II.-Sans préjudice des droits des créanciers dont la créance est mentionnée au I de l'article L. 622-17, le jugement d'ouverture arrête ou interdit toute procédure d'exécution tant sur les meubles que sur les immeubles ainsi que toute procédure de distribution n'ayant pas produit un effet attributif avant le jugement d'ouverture' ;
L'article L 662-2 du code de commerce précise que 'Sous réserve des dispositions de l'article L. 625-3, les instances en cours sont interrompues jusqu'à ce que le créancier poursuivant ait procédé à la déclaration de sa créance. Elles sont alors reprises de plein droit, le mandataire judiciaire et, le cas échéant, l'administrateur ou le commissaire à l'exécution du plan nommé en application de l'article L. 626-25 dûment appelés, mais tendent uniquement à la constatation des créances et à la fixation de leur montant'.
L'arrêt des poursuites individuelles s'applique à toutes les créances ne répondant pas aux caractéristiques de l'article L. 622-17 du même code [Les créances nées régulièrement après le jugement d'ouverture pour les besoins du déroulement de la procédure ou de la période d'observation, ou en contrepartie d'une prestation fournie au débiteur pendant cette période, sont payées à leur échéance] ;
Les créanciers n'entrant pas dans les catégories visées à l'article L 622-17 I ne peuvent agir à l'encontre du débiteur en paiement ou en résolution d'un contrat pour défaut de paiement d'une somme d'argent dès le prononcé du jugement d'ouverture de sauvegarde, de redressement judiciaire jusqu'à l'issue de ces procédures. Cette interdiction s'applique aussi en liquidation judiciaire.
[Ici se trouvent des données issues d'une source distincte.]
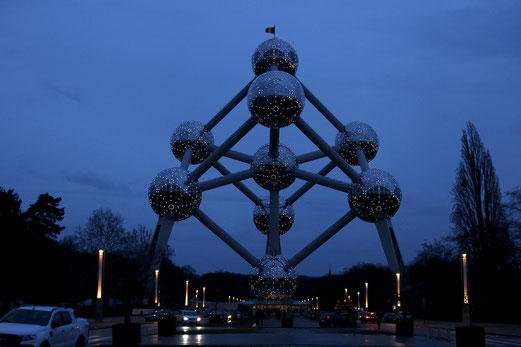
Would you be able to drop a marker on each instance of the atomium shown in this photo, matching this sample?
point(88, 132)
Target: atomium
point(376, 196)
point(274, 174)
point(174, 194)
point(274, 52)
point(272, 279)
point(191, 134)
point(261, 216)
point(356, 135)
point(276, 99)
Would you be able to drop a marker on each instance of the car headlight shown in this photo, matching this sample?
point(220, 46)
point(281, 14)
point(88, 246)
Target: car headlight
point(28, 337)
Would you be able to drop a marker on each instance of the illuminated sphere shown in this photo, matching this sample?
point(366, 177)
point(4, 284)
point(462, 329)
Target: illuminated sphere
point(275, 174)
point(377, 195)
point(269, 280)
point(274, 52)
point(191, 134)
point(276, 99)
point(261, 216)
point(173, 193)
point(356, 135)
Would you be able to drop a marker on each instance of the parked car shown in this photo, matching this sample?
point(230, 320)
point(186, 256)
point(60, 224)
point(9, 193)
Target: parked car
point(43, 326)
point(336, 319)
point(188, 317)
point(368, 317)
point(389, 317)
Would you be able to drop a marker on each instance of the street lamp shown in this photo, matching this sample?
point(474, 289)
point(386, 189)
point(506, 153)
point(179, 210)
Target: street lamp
point(398, 292)
point(186, 294)
point(156, 288)
point(366, 295)
point(99, 299)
Cette interdiction se poursuit en cas d'adoption d'un plan de sauvegarde ou de redressement, ces jugements, opposables à tous, imposant aux créanciers des délais ou remises. [C] créancier ne recouvre son droit de poursuite individuelle qu'en cas de résolution du plan ;
En l'espèce, la pièce n° 36 de l'intimée, liste avec précision la ventilation des sommes versées par la SCP [O]- [G] pendant la période de redressement judiciaire de la société Deklic Graphique ;
[C] total des paiements ainsi listés est repris en pièce 8 de l'intimée, laquelle totalise l'entièreté des créances antérieures à la période de redressement judiciaire à la somme de 149623,88 euros ;
Après ajout des créances relatives à la période du redressement judiciaire, soit de janvier 2011 à décembre 2013 et de janvier 2015 à décembre 2016, la totalité de la créance est de 238263,96 euros ;
Ce montant se décompose en quatre sommes correspondant aux quatre périodes, objet des poursuites du PRS des Vosges à savoir :
- 64784,59 euros pour la période d'avril à juillet 2009,
- 84839,29 euros pour celle d'août à décembre 2009,
- 3015,09 euros pour celle du 1er au 31 décembre 2011,
- 85625 euros pour la période de janvier 2015 à décembre 2016.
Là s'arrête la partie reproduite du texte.